Non voglio cadere nel luogo comune che i primi numeri di una serie siano i più belli, cosa che odio; però tempo fa lessi alcuni di quei numeri grazie alla collezione “Book” che sto facendo e prendendo una qualsiasi storia di Sclavi, non posso fare a meno di finire l’albo meravigliato; storie ancora fresche, innovative, appassionanti e soprattutto scritte bene.
A ben guardare “gli ingredienti” sono gli stessi, addirittura la tecnica narrativa, il modo di inscenare paura e personaggi borderline e malinconici. Eppure manca un quid che solo Sclavi riusciva a tirare fuori. Quindi anche confrontando la Barbato, una delle migliori scrittrici (che piace anche tanto al papà di Dylan Dog), non si può arrendersi all’evidenza che Sclavi sia inarrivabile.

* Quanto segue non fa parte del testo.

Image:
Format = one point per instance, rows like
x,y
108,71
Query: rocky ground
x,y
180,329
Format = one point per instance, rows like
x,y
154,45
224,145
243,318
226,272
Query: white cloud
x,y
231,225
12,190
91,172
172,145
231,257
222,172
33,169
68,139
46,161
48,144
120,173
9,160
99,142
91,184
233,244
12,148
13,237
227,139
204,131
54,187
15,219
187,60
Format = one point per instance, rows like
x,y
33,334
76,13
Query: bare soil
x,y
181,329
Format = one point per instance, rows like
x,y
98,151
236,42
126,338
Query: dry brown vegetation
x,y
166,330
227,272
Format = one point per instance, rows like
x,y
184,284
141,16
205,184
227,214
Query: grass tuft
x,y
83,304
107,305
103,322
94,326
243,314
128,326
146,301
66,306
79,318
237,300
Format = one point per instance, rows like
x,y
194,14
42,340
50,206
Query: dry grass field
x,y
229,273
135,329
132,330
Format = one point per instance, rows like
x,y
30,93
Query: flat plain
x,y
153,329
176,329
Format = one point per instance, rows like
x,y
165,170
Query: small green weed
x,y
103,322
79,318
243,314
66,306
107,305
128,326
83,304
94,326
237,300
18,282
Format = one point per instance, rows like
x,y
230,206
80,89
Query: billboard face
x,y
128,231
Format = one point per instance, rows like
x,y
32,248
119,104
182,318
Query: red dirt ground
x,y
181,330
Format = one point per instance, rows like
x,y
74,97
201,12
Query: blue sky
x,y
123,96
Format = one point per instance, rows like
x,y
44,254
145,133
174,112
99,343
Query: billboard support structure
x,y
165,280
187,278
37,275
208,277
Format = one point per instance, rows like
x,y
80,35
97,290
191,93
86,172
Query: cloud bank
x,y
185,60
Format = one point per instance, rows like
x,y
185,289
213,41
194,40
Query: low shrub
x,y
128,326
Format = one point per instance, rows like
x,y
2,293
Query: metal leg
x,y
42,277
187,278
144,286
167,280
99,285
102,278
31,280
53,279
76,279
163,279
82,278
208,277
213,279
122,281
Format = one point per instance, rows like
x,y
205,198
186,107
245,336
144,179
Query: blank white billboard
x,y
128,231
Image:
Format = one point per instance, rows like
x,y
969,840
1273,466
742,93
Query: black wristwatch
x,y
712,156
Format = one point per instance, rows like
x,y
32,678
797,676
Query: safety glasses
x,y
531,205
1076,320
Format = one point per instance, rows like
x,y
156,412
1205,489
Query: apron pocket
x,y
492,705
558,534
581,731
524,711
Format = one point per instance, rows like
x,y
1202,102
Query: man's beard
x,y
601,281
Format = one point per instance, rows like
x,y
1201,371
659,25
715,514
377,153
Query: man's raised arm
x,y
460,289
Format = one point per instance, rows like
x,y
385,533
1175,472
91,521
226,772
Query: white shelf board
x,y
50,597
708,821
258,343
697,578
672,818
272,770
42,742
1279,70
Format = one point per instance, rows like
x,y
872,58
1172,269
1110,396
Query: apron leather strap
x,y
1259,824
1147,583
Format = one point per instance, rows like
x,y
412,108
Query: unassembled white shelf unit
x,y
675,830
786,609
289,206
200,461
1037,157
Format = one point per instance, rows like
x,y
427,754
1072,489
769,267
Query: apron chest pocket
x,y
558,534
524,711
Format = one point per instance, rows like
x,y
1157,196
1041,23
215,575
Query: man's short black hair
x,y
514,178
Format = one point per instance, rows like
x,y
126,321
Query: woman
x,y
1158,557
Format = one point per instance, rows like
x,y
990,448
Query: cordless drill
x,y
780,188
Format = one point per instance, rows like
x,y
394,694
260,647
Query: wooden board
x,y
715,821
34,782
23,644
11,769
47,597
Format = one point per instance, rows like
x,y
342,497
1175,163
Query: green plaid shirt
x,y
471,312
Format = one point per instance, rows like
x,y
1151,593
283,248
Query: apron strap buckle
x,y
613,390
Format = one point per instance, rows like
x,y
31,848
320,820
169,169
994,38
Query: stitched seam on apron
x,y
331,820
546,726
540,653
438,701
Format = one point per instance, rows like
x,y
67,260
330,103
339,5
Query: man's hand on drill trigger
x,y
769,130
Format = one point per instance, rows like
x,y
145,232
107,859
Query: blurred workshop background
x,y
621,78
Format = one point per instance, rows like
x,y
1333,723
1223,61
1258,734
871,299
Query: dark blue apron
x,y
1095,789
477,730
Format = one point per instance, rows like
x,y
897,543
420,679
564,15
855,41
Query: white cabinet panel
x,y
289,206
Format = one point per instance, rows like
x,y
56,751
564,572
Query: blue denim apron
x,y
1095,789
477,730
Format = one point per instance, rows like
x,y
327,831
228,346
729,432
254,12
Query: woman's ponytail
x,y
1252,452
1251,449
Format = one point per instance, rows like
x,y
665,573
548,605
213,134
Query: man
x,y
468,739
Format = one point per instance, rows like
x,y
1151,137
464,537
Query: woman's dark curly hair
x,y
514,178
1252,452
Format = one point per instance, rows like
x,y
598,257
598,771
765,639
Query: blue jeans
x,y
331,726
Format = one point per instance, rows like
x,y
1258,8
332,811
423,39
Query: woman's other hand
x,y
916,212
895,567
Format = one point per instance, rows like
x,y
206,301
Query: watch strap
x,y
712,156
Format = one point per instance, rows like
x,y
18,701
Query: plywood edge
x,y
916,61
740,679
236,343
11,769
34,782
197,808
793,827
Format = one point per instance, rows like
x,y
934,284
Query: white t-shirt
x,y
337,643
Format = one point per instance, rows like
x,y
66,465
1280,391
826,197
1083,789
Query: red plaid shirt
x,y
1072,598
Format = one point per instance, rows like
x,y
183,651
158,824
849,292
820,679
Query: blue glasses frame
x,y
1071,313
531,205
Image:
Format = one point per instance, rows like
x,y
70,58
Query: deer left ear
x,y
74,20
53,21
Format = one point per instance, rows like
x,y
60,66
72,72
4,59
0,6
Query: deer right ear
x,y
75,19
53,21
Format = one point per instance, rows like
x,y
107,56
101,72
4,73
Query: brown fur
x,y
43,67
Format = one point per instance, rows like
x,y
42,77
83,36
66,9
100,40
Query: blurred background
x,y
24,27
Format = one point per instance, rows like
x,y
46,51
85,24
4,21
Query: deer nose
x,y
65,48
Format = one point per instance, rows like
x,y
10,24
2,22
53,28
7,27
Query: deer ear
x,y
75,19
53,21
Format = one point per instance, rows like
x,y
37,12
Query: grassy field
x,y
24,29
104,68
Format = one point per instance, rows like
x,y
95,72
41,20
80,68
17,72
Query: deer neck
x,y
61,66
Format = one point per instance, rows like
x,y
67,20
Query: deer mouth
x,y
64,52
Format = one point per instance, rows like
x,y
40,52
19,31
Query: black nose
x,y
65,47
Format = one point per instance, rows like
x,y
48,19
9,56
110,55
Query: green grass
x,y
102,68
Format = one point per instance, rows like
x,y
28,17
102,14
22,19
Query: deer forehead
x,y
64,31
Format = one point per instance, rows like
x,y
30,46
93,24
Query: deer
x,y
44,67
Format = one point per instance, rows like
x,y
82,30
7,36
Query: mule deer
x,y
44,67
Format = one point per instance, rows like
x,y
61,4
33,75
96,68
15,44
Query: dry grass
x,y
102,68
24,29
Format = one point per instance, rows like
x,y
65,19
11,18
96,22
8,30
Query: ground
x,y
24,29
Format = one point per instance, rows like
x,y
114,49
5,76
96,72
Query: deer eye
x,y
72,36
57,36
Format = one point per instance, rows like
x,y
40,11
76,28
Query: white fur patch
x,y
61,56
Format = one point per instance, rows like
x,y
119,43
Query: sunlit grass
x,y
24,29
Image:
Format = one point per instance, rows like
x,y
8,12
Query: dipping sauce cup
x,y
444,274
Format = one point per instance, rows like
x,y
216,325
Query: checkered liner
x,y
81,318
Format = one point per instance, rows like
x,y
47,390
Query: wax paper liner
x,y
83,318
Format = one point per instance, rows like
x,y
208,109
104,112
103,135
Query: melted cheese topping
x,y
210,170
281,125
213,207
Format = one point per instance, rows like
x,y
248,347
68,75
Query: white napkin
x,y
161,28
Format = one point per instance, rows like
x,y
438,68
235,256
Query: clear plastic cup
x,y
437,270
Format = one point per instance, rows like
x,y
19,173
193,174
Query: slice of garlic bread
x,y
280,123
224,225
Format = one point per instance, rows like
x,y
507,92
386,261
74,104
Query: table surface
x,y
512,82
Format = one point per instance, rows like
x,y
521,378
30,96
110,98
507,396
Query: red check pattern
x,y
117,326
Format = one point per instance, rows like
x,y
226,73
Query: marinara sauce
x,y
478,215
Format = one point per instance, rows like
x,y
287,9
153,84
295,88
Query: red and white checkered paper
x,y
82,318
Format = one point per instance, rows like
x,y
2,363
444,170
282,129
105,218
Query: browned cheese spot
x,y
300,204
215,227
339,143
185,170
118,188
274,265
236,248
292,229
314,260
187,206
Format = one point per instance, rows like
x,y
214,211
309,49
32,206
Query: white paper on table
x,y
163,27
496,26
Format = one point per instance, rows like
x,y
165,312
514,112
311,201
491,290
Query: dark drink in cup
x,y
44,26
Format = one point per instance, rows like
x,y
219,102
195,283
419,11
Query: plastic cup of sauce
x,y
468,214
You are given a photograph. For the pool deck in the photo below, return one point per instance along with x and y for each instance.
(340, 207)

Suggestione psicologica? Rimane il fatto che immergere Dylan nel mondo reale moderno serve a poco e a nulla. Anzi adoravo nelle vecchissime storie questo suo essere fuori tempo senza una collocazione temporale precisa. Anche se uscito negli ultimi anni 80, poteva benissimo essere ambientato negli anni 70 (cosa che per altro ho sempre irrazionalmente percepito).
Indubbiamente due albi sono poca cosa, per poter dare un giudizio, su una operazione editoriale ambiziosa come quella in atto e che apparentemente, dai numeri di vendita , sembra dare riscontro alle scelte del nuovo curatore editoriale della testata.
Però voglio esprimere il mio personale parere che, se l’intento era riavvicinare vecchi e nuovi lettori al personaggio: ok niente da dire. Se invece l’intento è quello di  svecchiare e comunque riportare alle origini il personaggio, mi permetto di asserire che si è fallito.
Mi voglio ripetere: l’ho letto molto volentieri e le storie sono molto valide. L’unico neo è quel senso di straniamento in noi lettori che c’eravamo dall’inizio (o quasi) che avremmo voluto il Dylan dei primi tempi per sempre.
Cosa oggettivamente impossibile anche visto che una delle lamentele continue è sempre stata “non cambia mai nulla”.
Non rimane che dire: lunga vita a Dylan Dog.